Positief over opleiding
De RC-opleiding is een schot in de roos, zegt Geschiere. “Het jammere was dat ik een deel van de opleiding tijdens de coronaperiode heb gedaan, met daardoor dus vaak sessies via Zoom. Ik ben desondanks heel positief over de opleiding. De EMFC-opleiding heeft goede, vakkundige docenten, gastsprekers uit de praktijk en je kunt sparren met je medestudenten die op een soortgelijke plaats in hun ontwikkeling zitten. Zij zitten allemaal met dezelfde dillema’s en je kunt met hen gezellig een borrel drinken. Aan welk vak ik het meeste heb gehad? Ik denk dat dat het vak is dat mijn medestudenten het saaist vonden: financiële verslaggeving. Terwijl ik vrijdag daar kennis over opdeed, kon ik die kennis dinsdag in de praktijk brengen tijdens gesprekken met onze accountant over de controle van onze boekhouding. Daarbij kon ik meer dan voorheen een sparringpartner voor de accountant zijn. Ik moet wel zeggen dat de RC-opleiding naast een volledige baan zwaar is. Maar goed, het einde is in zicht...”

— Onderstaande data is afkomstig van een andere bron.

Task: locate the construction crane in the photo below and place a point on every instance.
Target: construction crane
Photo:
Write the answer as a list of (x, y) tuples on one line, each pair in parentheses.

Gegroeid naar honderd medewerkers
Geschiere is nu vijf jaar CFO bij Solynta. “Toen ik begon hadden we zo’n dertig mensen in dienst. Iedereen was toen gefocust op R&D. Ik mocht als rechterhand van de CEO de organisatie opbouwen. Gaandeweg zijn we gegroeid naar nu honderd medewerkers. We kennen nu afdelingen zoals business development, supply chain, ICT, HR en finance. Vanuit de business developer-rol ben ik met het bedrijf meegegroeid en heb ik me gespecialiseerd naar de CFO-rol. De ontwikkeling die Solynta daarbij doormaakt, is erg interessant. We moeten als klein bedrijf alvast groot denken omdat onze zaadveredelingstechnologie heel veel potentie heeft. Ik denk zelfs wereldwijd. We hebben daarom bijvoorbeeld alvast een ERP-systeem geïmplementeerd.”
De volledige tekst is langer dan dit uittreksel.